A post-NATO era is beginning | European Voice

A post-NATO era is beginning | European Voice

Europe has failed NATO's existential test in Afghanistan

Smiles on stage but sighs behind the scenes will be the story of the NATO summit at Lisbon on 20 November. Politicians from Europe and the US will deny it fiercely in public, but the truth is that we are entering a post-NATO era. The war in Afghanistan was an existential test for the alliance. If it cannot fight missions in far-away countries, it is not worth the money.

The failure is much bigger than in Iraq. That war could be blamed on George W. Bush's recklessness, and the incompetence of Donald Rumsfeld's Pentagon. But lefty Europeans were among the loudest in demanding international intervention against the gay-stoning, women-hating puritans of the Taliban.

Now Europe is failing its own test. Mostly too timid or too weak to fight and too ignorant of Afghanistan to train or help, Europeans (with some honourable exceptions) look pretty useless from a US military point of view. When US troops pull out of Afghanistan in the coming years, they will not return to their old bases in expensive, ungrateful Europe, but go home – or on new missions elsewhere.

Self-indulgently, Europeans want a different, more appreciative US as an ally and different wars too – easy ones, preferably. That is fantasy. In 2010, NATO resembles a marriage where the spouses holiday separately, wishing that the other party would make more of an effort. Soon come separate bedrooms and bank accounts. Finally, the unhappy couple will meet only at breakfast, to haggle over the household bills.

Not only has NATO failed as an expeditionary alliance; plugging Europe's remaining hard-security gaps no longer needs its bloated civilian and military bureaucracies. The people who work at Supreme Headquarters Allied Powers Europe (SHAPE) and NATO HQ may not know it, but it is well past closing time in the ‘Last-Chance Saloon'. Their well-padded Cold War lifestyles will soon be history, withering and vanishing just as the elephantine and luxurious French, UK and US ‘military governments' in West Berlin did in the early 1990s. When the US needs help, it will seek it from the handful of European countries with real soldiers willing to kill and be killed in foreign wars. It does not need NATO for that.

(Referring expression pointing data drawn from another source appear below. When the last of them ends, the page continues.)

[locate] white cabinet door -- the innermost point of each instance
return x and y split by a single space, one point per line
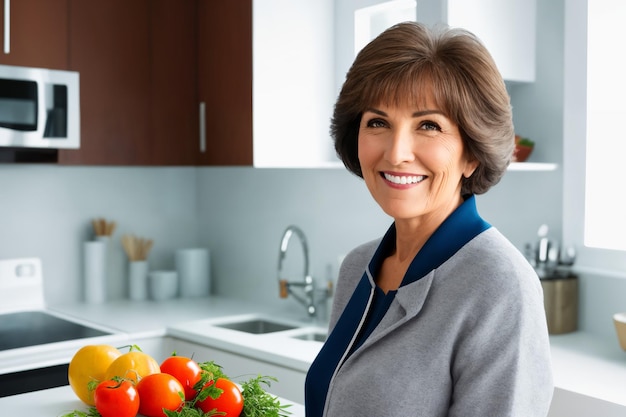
293 92
506 27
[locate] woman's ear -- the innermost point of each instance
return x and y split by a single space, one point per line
470 167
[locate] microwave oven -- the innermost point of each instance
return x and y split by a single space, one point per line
39 108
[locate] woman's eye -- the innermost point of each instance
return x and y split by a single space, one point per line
428 125
376 123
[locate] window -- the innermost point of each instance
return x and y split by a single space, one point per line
605 205
588 185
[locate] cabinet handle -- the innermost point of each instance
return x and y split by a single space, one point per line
202 126
7 26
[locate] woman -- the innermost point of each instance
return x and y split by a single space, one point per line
443 316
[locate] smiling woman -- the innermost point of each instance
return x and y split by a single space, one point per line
448 309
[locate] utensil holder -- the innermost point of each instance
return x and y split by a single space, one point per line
138 280
560 297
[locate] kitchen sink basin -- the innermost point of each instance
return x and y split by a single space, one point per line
257 326
313 336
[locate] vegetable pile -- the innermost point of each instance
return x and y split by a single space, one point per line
116 384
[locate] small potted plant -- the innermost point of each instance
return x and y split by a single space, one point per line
523 148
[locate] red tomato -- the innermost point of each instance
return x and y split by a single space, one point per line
159 391
229 402
116 399
185 370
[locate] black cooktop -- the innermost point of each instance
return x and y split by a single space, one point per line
30 328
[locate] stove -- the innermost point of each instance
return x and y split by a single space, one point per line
31 328
36 344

The US will remain residually committed to European security, partly out of sentiment, partly for precautionary reasons, and partly because it retains a lingering worry about Russia's approach to its former empire. But the set of problems that ties the US to Europe is shrinking. It is Germany, not the US, that is tidying up the western Balkans, getting the Russians to lean on the Bosnian Serbs, brokering a deal between Greece and its nameless northern neighbour, and trying to unscramble the clotted mess of Transdniestria.

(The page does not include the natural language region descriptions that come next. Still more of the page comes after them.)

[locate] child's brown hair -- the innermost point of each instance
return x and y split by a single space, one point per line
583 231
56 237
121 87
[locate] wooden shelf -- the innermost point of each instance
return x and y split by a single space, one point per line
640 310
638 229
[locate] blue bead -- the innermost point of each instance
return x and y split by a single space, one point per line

The US will continue to work with European allies in the High North and the Arctic. Oil and Israel mean that the US will stay in the eastern Mediterranean and keep an eye on the Black Sea (but not by pushing NATO membership for Ukraine and Georgia: relations with Russia matter more). Estonia, Latvia, Lithuania and Poland are the only European countries that the US really needs, theoretically, to defend from Russia.

To that end, the US is giving increasing weight to Nordic-Baltic security co-operation (on which a high-level meeting took place last week in Washington, DC). For the US, non-NATO Sweden and Finland matter a lot more in keeping that region stable and safe than most ‘nominal NATO' countries do.

Europe will be a place where the US bases its missile defences, which provides logistical support for US missions overseas and which – I hope – maintains a strong diplomatic transatlantic alliance in support of battered ideas such as political freedom and the rule of law.

The writer is central and eastern Europe correspondent of The Economist.